Bug 56440

Summary: removeRow in XSSF is much slower than with HSSF
Product: POI Reporter: ki <tersitain>
Component: XSSFAssignee: POI Developers List <dev>
Status: RESOLVED WONTFIX    
Severity: normal CC: tersitain
Priority: P2    
Version: 3.10-FINAL   
Target Milestone: ---   
Hardware: PC   
OS: All   
Attachments: test-file

Description ki 2014-04-22 01:55:15 UTC
API: XSSF
file: *.xlsx

When i use removeRow or shiftRows to handle some rows with FormulaCell,
its almost cost 2Sec for one Row.

Do the samething use HSSF is fast.
Comment 1 Nick Burch 2014-04-22 02:07:38 UTC
HSSF is often a tiny bit faster than XSSF, but rarely more than a few times

Are you able to use a profiler to work out where the extra time on XSSF goes?
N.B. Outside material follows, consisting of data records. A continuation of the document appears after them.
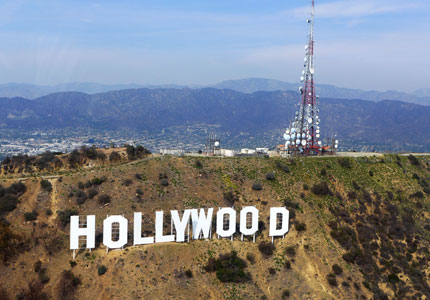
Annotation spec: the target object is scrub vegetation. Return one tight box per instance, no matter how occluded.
[0,150,430,300]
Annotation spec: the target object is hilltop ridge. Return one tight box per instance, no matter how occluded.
[0,155,430,299]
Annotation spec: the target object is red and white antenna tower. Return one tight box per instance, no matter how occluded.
[284,0,321,155]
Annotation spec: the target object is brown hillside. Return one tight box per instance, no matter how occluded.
[0,154,430,299]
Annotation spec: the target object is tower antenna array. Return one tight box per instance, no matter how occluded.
[284,0,321,155]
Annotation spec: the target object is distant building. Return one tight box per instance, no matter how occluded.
[160,149,185,156]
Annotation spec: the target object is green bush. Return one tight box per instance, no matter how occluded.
[276,161,290,174]
[294,222,306,232]
[252,182,263,191]
[58,209,78,227]
[410,191,424,199]
[246,253,255,265]
[266,172,275,180]
[331,264,343,275]
[109,151,121,162]
[408,154,421,166]
[76,190,88,205]
[38,268,49,284]
[40,179,52,193]
[194,160,203,169]
[205,251,251,283]
[55,270,81,300]
[223,191,239,206]
[24,211,37,222]
[185,269,193,278]
[285,246,296,257]
[0,194,18,213]
[122,178,133,186]
[337,157,352,169]
[311,181,333,196]
[282,290,290,299]
[327,273,337,286]
[258,241,276,256]
[88,189,99,199]
[98,194,111,205]
[97,265,107,276]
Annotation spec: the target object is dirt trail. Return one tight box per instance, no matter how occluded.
[25,181,40,209]
[47,178,59,223]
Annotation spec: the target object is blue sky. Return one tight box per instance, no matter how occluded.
[0,0,430,91]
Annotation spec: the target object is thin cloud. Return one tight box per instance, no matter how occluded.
[292,0,422,18]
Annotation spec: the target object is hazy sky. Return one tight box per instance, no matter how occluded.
[0,0,430,91]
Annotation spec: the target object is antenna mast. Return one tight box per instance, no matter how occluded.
[284,0,321,155]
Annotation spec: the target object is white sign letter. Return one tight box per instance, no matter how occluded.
[269,207,290,236]
[240,206,258,235]
[170,209,191,242]
[133,212,154,246]
[155,210,175,243]
[103,216,128,249]
[216,207,236,237]
[191,208,214,240]
[70,215,96,250]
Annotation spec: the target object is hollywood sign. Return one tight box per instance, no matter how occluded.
[70,206,289,251]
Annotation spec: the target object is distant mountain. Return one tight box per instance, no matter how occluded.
[413,89,430,97]
[213,78,430,105]
[0,82,184,99]
[0,78,430,105]
[0,88,430,151]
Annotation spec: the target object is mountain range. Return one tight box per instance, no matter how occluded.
[0,88,430,151]
[0,78,430,105]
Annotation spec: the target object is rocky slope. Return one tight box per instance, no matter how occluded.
[0,155,430,299]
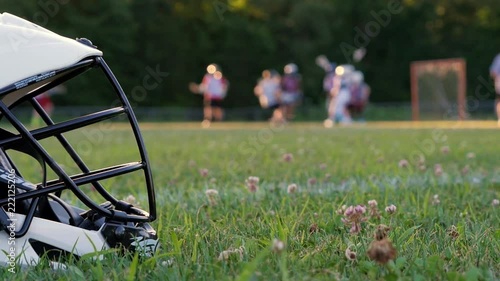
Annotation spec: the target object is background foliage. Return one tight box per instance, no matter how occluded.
[0,0,500,107]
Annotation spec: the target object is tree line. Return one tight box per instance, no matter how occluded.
[0,0,500,107]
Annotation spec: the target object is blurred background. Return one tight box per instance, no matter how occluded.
[0,0,500,121]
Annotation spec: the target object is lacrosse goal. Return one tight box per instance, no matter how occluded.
[410,58,467,121]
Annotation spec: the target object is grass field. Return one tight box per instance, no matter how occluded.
[0,121,500,280]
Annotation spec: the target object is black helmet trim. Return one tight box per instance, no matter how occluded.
[0,57,156,237]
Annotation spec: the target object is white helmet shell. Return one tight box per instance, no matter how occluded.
[284,63,299,74]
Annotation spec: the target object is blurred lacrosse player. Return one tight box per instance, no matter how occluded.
[323,64,354,128]
[254,70,284,123]
[281,63,302,120]
[189,63,229,128]
[347,71,370,120]
[490,54,500,127]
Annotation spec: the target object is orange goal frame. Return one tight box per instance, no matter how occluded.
[410,58,467,121]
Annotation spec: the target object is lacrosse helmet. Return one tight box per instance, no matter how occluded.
[0,13,159,267]
[283,63,299,74]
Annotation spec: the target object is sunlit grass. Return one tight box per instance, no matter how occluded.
[0,122,500,280]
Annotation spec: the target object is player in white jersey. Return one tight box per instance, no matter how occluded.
[254,70,284,122]
[189,64,229,127]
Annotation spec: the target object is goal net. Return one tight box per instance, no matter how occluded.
[410,58,467,121]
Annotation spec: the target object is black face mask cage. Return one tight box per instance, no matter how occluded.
[0,57,156,237]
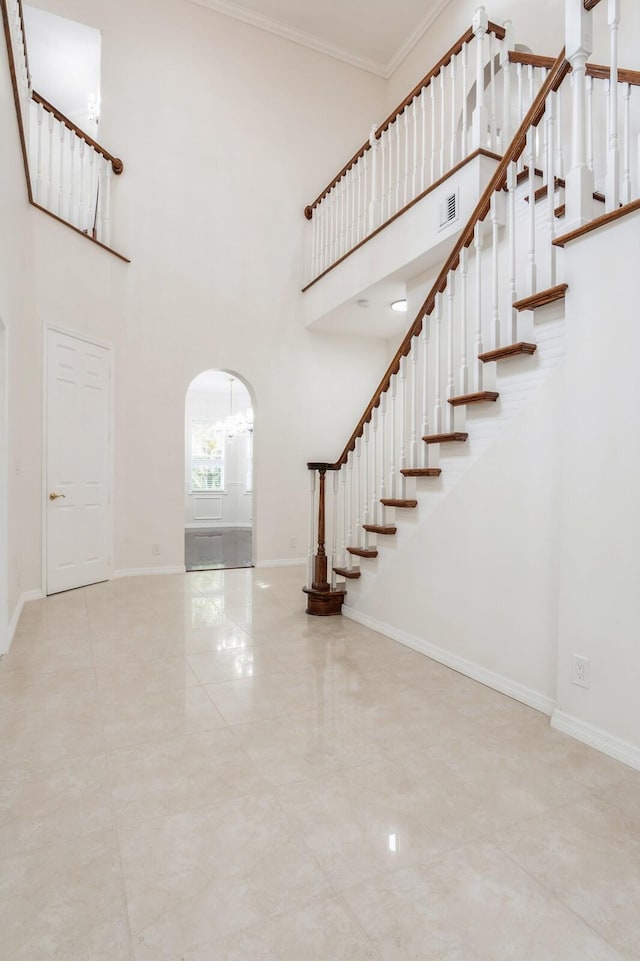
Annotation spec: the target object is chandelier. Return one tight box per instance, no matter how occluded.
[216,377,253,440]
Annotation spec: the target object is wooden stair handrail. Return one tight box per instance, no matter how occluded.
[307,47,570,470]
[304,21,506,220]
[31,90,124,175]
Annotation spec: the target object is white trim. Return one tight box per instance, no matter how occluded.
[255,557,307,567]
[342,604,555,714]
[551,708,640,771]
[113,564,186,580]
[191,0,387,79]
[0,588,42,656]
[40,332,116,597]
[191,0,451,80]
[383,0,451,80]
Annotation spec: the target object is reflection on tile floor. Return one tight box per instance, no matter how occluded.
[184,527,252,571]
[0,568,640,961]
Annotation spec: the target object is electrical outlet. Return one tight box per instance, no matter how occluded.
[571,654,591,687]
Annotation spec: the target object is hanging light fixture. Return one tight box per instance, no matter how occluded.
[216,377,253,440]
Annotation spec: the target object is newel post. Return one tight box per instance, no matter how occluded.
[367,124,382,233]
[565,0,593,230]
[303,463,346,616]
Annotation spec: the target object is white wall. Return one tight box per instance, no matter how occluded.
[554,213,640,766]
[0,30,41,640]
[184,384,253,527]
[0,0,386,588]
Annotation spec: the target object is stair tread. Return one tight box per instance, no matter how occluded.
[400,467,442,477]
[380,497,418,507]
[422,430,469,444]
[449,390,500,407]
[513,284,569,310]
[347,547,378,557]
[478,341,538,364]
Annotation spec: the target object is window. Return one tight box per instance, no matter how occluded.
[190,420,224,491]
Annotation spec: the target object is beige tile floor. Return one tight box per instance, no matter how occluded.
[0,568,640,961]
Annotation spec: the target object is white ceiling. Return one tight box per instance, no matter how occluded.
[191,0,450,77]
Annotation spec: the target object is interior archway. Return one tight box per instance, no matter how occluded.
[184,369,254,571]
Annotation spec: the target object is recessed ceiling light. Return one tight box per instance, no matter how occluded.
[391,300,407,314]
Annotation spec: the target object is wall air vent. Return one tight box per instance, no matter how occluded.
[440,193,458,227]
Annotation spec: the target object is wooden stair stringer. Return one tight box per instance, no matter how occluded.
[346,318,564,592]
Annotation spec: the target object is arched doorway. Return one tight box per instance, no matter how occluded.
[184,370,254,571]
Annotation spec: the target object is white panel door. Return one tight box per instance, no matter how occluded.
[45,330,111,594]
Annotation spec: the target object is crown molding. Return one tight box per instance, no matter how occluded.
[190,0,388,79]
[383,0,451,80]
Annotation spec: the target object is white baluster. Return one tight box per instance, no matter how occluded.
[605,0,620,211]
[46,113,55,210]
[346,448,355,571]
[433,292,442,434]
[380,390,387,506]
[420,87,427,193]
[340,464,351,567]
[544,94,556,287]
[558,0,593,230]
[445,270,456,431]
[500,20,513,154]
[68,130,78,224]
[103,160,113,247]
[449,53,458,168]
[36,103,44,204]
[473,7,489,149]
[369,407,380,524]
[398,357,407,497]
[331,470,338,591]
[507,163,516,344]
[409,337,420,467]
[524,128,537,292]
[362,423,370,547]
[438,67,447,177]
[586,77,593,173]
[414,316,430,467]
[622,83,631,204]
[307,470,316,588]
[460,43,469,158]
[489,33,498,151]
[58,122,67,217]
[460,247,469,396]
[473,220,484,391]
[389,374,398,497]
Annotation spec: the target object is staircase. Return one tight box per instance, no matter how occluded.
[305,0,640,614]
[0,0,129,263]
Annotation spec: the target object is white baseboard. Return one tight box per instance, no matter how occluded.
[551,708,640,771]
[113,564,185,580]
[256,557,307,567]
[342,604,555,714]
[4,587,42,654]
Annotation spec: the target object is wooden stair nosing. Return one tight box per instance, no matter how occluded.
[422,430,469,444]
[380,497,418,507]
[478,341,538,364]
[400,467,442,477]
[449,390,500,407]
[512,284,569,310]
[347,547,378,557]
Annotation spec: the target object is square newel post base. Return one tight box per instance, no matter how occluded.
[302,587,347,617]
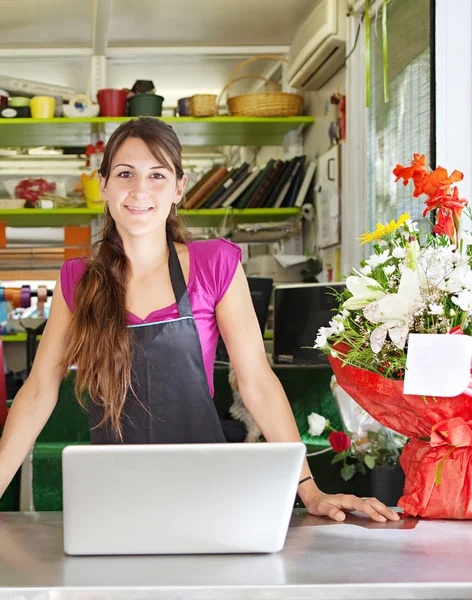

Also, does it happen for simple files too? i.e. is this related to one specific class of file, or all files?
Comment 2 ki 2014-04-22 02:41:26 UTC
thx for answer me.
Juet the simple file whth the FormulaCell[=IF((COUNT(U224,U225,U226,U227))>0,ROUND(SUM(U224,U225,U226,U227),6),0)].
The file has 2000rows and 100 cols,size is 1.3 MB,not ON ie.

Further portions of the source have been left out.